Freiburger Physiologen entschlüsseln Nierenfunktion und Prozesse der Sinneswahrnehmung
Freiburg, 23.01.2023
Physiologen beschäftigen sich mit den Funktionen und Abläufen im menschlichen, tierischen oder pflanzlichen Organismus. An der Medizinischen Fakultät der Universität Freiburg erforschen Wissenschaftler*innen unter anderem die Filterfunktion der menschlichen Niere und analysieren den molekularen Aufbau und Aktivierungsmechanismus der Transient Rezeptor Potential Kanäle im Nervensystem, welche die Sinneswahrnehmung verarbeiten.
Links: EM-Scanbild der Podozyten, die mit ihren Fußfortsätzen (Pedikeln) Blutgefäße umschließen, Rechts: EM-Bild eines Gefrierbruchs, das die Pedikel und das dazwischen liegende "Schlitzdiaphragma" (SD) zeigt.

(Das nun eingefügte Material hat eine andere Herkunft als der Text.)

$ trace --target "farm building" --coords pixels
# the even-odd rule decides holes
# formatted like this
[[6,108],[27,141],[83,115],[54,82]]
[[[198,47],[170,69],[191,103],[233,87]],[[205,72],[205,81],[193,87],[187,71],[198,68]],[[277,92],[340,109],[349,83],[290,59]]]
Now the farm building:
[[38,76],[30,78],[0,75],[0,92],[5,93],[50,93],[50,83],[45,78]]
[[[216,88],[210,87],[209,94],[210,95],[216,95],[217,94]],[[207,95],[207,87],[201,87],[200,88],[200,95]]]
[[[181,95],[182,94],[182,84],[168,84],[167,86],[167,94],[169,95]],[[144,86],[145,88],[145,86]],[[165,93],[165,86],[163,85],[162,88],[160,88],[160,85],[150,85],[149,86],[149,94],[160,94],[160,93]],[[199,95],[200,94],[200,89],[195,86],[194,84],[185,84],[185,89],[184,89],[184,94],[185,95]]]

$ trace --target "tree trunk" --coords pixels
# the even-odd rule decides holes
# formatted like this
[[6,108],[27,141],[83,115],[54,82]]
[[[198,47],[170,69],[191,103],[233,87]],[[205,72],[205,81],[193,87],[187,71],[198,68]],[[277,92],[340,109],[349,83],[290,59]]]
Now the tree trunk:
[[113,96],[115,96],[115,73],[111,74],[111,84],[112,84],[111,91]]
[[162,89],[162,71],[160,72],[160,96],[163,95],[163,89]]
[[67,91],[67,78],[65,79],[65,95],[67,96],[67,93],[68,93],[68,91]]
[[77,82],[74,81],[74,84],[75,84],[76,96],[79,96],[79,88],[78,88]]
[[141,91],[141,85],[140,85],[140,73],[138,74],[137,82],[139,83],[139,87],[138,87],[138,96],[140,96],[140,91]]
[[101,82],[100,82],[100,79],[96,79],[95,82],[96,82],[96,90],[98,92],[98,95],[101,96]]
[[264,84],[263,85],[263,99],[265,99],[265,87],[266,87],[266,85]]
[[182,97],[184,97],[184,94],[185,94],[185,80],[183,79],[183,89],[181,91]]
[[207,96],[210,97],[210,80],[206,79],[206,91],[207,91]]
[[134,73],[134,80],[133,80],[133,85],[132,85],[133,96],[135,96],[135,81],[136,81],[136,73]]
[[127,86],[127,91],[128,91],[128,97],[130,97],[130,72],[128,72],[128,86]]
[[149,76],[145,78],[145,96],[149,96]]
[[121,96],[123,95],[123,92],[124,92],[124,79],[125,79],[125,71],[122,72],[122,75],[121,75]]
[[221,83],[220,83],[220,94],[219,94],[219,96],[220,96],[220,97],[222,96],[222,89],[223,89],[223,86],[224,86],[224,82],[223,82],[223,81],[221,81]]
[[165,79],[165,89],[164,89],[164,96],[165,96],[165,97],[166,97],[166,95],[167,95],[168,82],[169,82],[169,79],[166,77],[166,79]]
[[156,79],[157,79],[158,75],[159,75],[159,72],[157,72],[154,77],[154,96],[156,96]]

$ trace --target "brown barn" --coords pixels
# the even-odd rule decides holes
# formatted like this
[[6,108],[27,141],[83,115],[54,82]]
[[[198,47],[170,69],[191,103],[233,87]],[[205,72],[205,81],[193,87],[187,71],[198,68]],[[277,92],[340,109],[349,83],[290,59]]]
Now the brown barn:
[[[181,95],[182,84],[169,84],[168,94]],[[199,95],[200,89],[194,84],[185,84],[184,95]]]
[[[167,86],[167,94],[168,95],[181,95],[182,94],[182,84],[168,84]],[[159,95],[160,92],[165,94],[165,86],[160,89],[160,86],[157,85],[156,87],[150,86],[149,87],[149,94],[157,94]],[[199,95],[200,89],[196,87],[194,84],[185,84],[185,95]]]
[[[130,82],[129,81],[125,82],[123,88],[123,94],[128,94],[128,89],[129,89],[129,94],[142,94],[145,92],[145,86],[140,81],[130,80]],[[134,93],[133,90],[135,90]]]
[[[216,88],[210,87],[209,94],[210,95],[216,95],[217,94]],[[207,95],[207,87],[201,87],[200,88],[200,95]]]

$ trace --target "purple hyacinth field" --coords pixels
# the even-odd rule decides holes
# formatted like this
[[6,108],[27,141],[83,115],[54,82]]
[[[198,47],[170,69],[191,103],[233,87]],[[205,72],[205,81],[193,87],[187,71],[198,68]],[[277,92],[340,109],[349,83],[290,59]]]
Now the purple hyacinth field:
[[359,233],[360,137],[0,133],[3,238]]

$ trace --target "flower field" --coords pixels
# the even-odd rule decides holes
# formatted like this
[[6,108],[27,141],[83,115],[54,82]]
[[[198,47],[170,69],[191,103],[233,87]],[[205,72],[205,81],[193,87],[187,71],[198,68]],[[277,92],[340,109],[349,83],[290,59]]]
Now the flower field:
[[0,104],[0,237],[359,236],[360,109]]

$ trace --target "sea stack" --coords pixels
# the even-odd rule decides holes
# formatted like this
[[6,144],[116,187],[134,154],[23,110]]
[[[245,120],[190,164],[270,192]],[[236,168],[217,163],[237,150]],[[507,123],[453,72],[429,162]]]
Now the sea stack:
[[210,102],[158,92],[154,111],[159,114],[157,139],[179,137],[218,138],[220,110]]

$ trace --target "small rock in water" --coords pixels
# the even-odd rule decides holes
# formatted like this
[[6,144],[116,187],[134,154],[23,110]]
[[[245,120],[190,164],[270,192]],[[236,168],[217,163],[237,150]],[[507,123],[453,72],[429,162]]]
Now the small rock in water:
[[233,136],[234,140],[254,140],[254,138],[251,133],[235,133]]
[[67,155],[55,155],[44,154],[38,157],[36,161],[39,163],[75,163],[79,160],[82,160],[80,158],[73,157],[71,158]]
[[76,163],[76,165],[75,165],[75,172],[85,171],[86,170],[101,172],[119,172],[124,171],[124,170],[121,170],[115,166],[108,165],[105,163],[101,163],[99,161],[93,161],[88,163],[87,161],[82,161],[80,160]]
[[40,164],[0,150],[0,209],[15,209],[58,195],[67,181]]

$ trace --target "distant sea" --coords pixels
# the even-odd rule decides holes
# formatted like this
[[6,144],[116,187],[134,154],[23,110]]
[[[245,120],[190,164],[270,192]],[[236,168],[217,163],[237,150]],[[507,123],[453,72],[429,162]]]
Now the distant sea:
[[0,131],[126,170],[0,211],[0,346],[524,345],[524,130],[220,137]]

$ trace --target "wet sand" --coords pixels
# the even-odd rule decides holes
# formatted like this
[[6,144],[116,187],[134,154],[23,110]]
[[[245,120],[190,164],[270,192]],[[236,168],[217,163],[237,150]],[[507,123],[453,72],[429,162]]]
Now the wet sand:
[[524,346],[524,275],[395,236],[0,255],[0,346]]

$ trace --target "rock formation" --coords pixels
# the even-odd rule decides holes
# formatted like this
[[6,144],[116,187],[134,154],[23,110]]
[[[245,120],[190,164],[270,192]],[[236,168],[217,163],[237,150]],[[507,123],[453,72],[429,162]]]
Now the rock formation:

Die Nephrin-Proteine des SD sind mit Antikörpern angefärbt, die Goldpartikel tragen (Punkte in schwarz).
Schlitzmembran in der Niere: ein sensorisches Netzwerk – kein Filter
Für das Leben von Säugetieren ist die Filtration ihres Blutes von grundlegender Bedeutung, da so Stoffwechselendprodukte und Giftstoffe effektiv aus dem Blut entfernt und überschüssige Wasser- und Elektrolytmengen schnell ausgeschieden werden. Die Filtration findet in den Nieren statt und muss sich ständig an den Lebensstil und die Ernährung des Säugetieres anpassen. Bei diesem lebenswichtigen Prozess bildet die Schlitzmembran ein Schlüsselelement als die letzte von drei Komponenten des Nierenfilters. Bislang jedoch konnte aus technischen Gründen nicht geklärt, aus welchen Proteinen sich die Membran zusammensetzt und wie sie die Filtration reguliert. Ein Team um die Freiburger Forscher Prof. Dr. Bernd Fakler sowie Dr. Maciej Kocylowski vom Institut für Physiologie und Dr. Florian Grahammer vom Universitätsklinikum Hamburg-Eppendorf hat nun die Proteinbausteine der Schlitzmembran einer Maus identifiziert und seine Funktion genauer definiert.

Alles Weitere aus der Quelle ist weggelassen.